A ideia de acessar a linguagem de outros animais é uma provocação ao nosso narcisismo. O livro Autobiografia de um polvo, da escritora belga e filósofa da ciência Vinciane Despret (traduzido por Milena P. Duchiade), também faz isso de forma fascinante. Em três histórias, a autora escreve sobre uma troca ficcional de correspondências entre cientistas que investigam a poética de aranhas, vombates e polvos. As narrativas se situam em um mundo pós-capitalista, em que muito já foi destruído. Por outro lado, Vinciane cria humanos dispostos à simbiose, capazes de coexistir.
Reimaginar o mundo
A escritora, professora e pesquisadora Ana Rüsche assina um dos ensaios em Depois do Fim. Ela escreve sobre Floresta é o nome do mundo e destaca que no planeta Athshe os habitantes originários têm a capacidade de sonhar em comunhão – fundamental para que eles se organizem individual e coletivamente. Mas isso muda com a chegada dos invasores: “A presença terráquea colonizadora impede que durmam a quantidade de tempo adequado, implantando o capitalismo ’24/7′ também em outros planetas“.
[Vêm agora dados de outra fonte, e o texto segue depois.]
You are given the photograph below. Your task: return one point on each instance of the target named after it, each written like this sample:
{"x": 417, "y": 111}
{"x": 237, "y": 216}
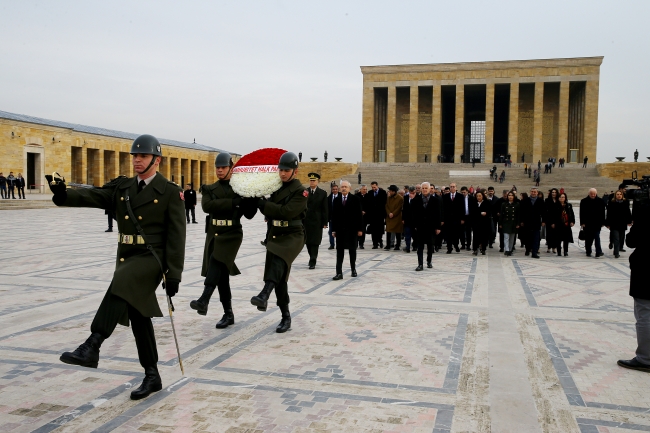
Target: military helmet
{"x": 147, "y": 144}
{"x": 288, "y": 161}
{"x": 223, "y": 160}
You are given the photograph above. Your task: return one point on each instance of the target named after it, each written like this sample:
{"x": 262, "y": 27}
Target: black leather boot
{"x": 228, "y": 318}
{"x": 86, "y": 355}
{"x": 261, "y": 300}
{"x": 285, "y": 323}
{"x": 201, "y": 304}
{"x": 151, "y": 383}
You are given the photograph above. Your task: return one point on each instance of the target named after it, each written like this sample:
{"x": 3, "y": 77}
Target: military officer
{"x": 316, "y": 219}
{"x": 223, "y": 238}
{"x": 151, "y": 240}
{"x": 284, "y": 211}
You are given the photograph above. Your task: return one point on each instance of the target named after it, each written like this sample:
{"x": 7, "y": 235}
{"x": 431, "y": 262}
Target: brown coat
{"x": 394, "y": 205}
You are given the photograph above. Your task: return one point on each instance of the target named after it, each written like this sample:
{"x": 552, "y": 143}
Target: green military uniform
{"x": 284, "y": 211}
{"x": 315, "y": 219}
{"x": 160, "y": 212}
{"x": 157, "y": 207}
{"x": 288, "y": 204}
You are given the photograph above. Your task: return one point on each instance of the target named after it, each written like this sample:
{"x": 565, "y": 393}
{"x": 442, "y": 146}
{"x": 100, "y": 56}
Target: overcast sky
{"x": 244, "y": 75}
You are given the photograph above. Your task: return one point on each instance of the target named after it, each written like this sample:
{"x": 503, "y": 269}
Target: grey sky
{"x": 245, "y": 75}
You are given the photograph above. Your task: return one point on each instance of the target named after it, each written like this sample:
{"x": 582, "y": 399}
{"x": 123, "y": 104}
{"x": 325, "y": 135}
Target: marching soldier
{"x": 151, "y": 240}
{"x": 223, "y": 238}
{"x": 316, "y": 219}
{"x": 284, "y": 211}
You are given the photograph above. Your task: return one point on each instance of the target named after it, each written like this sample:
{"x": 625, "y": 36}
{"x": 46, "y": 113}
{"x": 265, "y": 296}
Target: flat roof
{"x": 102, "y": 131}
{"x": 473, "y": 66}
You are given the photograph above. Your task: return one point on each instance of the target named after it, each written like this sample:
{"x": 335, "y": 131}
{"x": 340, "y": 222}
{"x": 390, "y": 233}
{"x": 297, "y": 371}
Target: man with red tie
{"x": 347, "y": 226}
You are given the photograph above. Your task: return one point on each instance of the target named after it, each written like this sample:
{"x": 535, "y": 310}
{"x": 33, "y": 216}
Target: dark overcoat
{"x": 161, "y": 214}
{"x": 347, "y": 221}
{"x": 317, "y": 216}
{"x": 289, "y": 203}
{"x": 223, "y": 242}
{"x": 563, "y": 232}
{"x": 509, "y": 217}
{"x": 639, "y": 238}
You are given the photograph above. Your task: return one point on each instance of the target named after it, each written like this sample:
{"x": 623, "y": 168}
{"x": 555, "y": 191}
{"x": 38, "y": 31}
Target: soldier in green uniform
{"x": 284, "y": 210}
{"x": 156, "y": 206}
{"x": 316, "y": 219}
{"x": 223, "y": 238}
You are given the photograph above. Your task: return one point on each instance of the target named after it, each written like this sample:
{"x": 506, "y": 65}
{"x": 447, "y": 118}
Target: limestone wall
{"x": 623, "y": 170}
{"x": 88, "y": 158}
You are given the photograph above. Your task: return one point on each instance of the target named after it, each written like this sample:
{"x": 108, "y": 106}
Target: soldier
{"x": 151, "y": 241}
{"x": 285, "y": 211}
{"x": 223, "y": 238}
{"x": 316, "y": 219}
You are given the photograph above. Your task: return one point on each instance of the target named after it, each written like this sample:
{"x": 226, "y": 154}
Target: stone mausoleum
{"x": 85, "y": 154}
{"x": 481, "y": 111}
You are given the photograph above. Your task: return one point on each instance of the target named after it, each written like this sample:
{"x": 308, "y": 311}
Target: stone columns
{"x": 538, "y": 121}
{"x": 99, "y": 181}
{"x": 513, "y": 121}
{"x": 563, "y": 121}
{"x": 591, "y": 120}
{"x": 459, "y": 137}
{"x": 436, "y": 125}
{"x": 489, "y": 123}
{"x": 368, "y": 151}
{"x": 391, "y": 112}
{"x": 413, "y": 124}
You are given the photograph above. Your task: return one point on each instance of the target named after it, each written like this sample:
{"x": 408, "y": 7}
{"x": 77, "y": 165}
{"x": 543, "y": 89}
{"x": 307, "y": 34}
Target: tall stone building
{"x": 90, "y": 155}
{"x": 457, "y": 112}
Se te soou familiar, não é à toa. Quando a crise humanitária na terra indígena Yanomami chegou ao ápice, as consequências da invasão garimpeira sobre os sonhos daquele povo foram abordadas. No livro O desejo dos outros – uma etnografia dos sonhos Yanomami, a antropóloga Hanna Limulja conta: “Quando os Yanomami querem conhecer as coisas, eles se esforçam para vê-las em sonho.“
As doenças trazidas por garimpeiros, a destruição da floresta e até o barulho constante das máquinas de garimpo passaram a ameaçar essa forma de encontrar respostas. Sem os sonhos, restam menos recursos para reimaginar o mundo. Ana Rüsche diz que diante da nossa “incapacidade de produzir utopias“, é mais importante sonhar com elas.
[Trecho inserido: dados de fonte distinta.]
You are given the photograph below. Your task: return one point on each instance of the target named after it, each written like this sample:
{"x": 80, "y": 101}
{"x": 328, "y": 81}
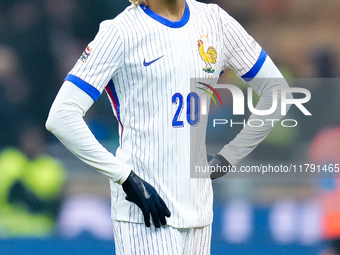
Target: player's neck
{"x": 170, "y": 9}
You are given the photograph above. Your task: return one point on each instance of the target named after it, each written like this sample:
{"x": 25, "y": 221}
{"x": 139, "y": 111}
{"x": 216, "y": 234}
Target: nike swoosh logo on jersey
{"x": 151, "y": 62}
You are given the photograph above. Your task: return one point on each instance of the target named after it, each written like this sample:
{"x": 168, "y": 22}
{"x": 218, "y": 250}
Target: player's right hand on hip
{"x": 147, "y": 199}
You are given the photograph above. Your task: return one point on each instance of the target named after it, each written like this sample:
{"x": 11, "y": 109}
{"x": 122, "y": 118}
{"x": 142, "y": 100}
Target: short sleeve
{"x": 99, "y": 61}
{"x": 241, "y": 52}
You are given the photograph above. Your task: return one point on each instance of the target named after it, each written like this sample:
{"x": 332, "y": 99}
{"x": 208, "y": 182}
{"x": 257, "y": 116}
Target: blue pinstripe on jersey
{"x": 89, "y": 89}
{"x": 256, "y": 68}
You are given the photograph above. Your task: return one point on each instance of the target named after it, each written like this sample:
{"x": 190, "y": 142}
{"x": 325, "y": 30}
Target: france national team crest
{"x": 86, "y": 54}
{"x": 209, "y": 56}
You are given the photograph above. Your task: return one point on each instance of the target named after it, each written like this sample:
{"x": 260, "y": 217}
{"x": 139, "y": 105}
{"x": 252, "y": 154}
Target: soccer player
{"x": 144, "y": 60}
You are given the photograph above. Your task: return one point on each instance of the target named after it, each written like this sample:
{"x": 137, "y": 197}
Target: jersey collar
{"x": 173, "y": 24}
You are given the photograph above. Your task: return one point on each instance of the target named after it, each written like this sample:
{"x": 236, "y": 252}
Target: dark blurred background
{"x": 49, "y": 200}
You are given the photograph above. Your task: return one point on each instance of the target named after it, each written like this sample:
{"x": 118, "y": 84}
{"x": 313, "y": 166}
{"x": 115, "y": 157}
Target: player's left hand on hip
{"x": 221, "y": 166}
{"x": 147, "y": 199}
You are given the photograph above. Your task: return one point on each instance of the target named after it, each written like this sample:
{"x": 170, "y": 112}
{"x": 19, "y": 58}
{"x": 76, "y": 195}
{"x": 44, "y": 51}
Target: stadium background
{"x": 40, "y": 40}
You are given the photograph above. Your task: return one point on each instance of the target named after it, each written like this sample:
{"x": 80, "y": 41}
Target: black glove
{"x": 146, "y": 197}
{"x": 220, "y": 163}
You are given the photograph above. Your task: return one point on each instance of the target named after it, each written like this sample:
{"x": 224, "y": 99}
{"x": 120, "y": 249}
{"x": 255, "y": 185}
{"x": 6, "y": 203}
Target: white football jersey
{"x": 145, "y": 63}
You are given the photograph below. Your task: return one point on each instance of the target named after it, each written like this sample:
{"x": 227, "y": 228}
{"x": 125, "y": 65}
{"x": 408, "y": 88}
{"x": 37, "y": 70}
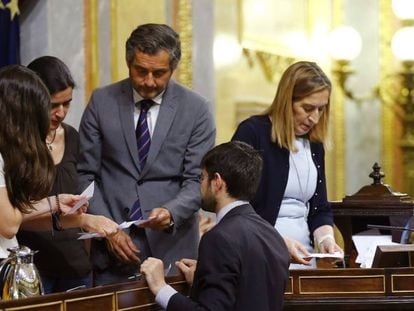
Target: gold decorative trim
{"x": 137, "y": 307}
{"x": 319, "y": 278}
{"x": 183, "y": 24}
{"x": 393, "y": 276}
{"x": 46, "y": 304}
{"x": 91, "y": 43}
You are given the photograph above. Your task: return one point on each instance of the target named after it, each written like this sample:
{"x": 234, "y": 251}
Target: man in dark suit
{"x": 155, "y": 179}
{"x": 243, "y": 261}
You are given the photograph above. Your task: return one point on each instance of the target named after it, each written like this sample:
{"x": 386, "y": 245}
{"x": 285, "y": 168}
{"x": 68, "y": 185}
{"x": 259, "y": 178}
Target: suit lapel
{"x": 126, "y": 111}
{"x": 165, "y": 119}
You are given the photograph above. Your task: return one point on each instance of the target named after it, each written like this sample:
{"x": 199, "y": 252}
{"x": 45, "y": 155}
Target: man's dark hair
{"x": 53, "y": 72}
{"x": 238, "y": 164}
{"x": 152, "y": 38}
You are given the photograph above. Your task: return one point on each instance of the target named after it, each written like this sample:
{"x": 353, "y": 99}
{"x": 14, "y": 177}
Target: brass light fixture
{"x": 346, "y": 44}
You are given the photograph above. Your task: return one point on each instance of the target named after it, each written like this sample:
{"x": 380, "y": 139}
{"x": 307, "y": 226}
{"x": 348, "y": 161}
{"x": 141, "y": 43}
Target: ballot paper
{"x": 87, "y": 194}
{"x": 366, "y": 245}
{"x": 122, "y": 226}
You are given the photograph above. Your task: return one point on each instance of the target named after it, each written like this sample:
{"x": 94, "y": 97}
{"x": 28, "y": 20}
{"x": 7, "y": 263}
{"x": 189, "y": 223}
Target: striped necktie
{"x": 143, "y": 142}
{"x": 142, "y": 132}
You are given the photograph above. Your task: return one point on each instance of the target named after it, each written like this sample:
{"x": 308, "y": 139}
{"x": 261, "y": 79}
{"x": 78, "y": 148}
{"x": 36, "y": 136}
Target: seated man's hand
{"x": 187, "y": 267}
{"x": 159, "y": 219}
{"x": 153, "y": 269}
{"x": 67, "y": 201}
{"x": 122, "y": 246}
{"x": 297, "y": 252}
{"x": 329, "y": 246}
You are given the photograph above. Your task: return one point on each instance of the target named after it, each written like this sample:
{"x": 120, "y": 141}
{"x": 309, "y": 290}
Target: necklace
{"x": 303, "y": 190}
{"x": 49, "y": 143}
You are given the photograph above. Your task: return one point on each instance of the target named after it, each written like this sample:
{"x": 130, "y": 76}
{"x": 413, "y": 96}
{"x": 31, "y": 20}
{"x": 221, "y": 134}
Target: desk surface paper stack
{"x": 366, "y": 244}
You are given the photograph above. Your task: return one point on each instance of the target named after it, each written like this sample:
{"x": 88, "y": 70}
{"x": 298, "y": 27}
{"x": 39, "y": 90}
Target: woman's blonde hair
{"x": 298, "y": 81}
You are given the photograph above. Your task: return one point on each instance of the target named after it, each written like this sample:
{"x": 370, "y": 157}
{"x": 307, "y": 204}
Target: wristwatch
{"x": 170, "y": 227}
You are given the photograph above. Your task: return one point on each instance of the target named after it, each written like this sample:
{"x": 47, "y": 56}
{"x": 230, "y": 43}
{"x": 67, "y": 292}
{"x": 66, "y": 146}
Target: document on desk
{"x": 87, "y": 193}
{"x": 366, "y": 246}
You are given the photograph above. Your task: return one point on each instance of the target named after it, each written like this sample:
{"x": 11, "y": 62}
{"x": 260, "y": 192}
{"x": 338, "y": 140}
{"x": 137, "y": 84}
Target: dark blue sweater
{"x": 256, "y": 131}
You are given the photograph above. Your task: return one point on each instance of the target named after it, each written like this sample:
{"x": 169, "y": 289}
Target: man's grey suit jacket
{"x": 183, "y": 133}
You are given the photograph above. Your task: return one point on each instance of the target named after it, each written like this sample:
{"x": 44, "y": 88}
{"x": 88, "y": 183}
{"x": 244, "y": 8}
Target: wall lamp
{"x": 345, "y": 45}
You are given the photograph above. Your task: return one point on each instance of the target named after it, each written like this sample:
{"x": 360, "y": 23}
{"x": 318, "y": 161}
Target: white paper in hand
{"x": 88, "y": 193}
{"x": 89, "y": 235}
{"x": 122, "y": 226}
{"x": 337, "y": 255}
{"x": 127, "y": 224}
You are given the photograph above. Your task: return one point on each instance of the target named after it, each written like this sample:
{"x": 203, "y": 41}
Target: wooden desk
{"x": 322, "y": 289}
{"x": 372, "y": 204}
{"x": 350, "y": 289}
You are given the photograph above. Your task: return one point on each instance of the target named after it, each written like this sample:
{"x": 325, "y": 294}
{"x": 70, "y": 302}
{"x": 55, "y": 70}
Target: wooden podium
{"x": 372, "y": 204}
Aniquilar os sonhos nos faz seguir aprisionados em um presente pautado pela racionalidade ocidental, que deu origem à máquina de destruição que nos tornamos. Desligá-la será impossível se não pudermos fabular outra história e outras dinâmicas para nós, terráqueas. Nisso, nós, mulheres feministas, estamos em vantagem – afinal, diariamente pensamos e construímos ferramentas para inventar outras vidas possíveis e escapar daquela que o patriarcado gostaria que tivéssemos.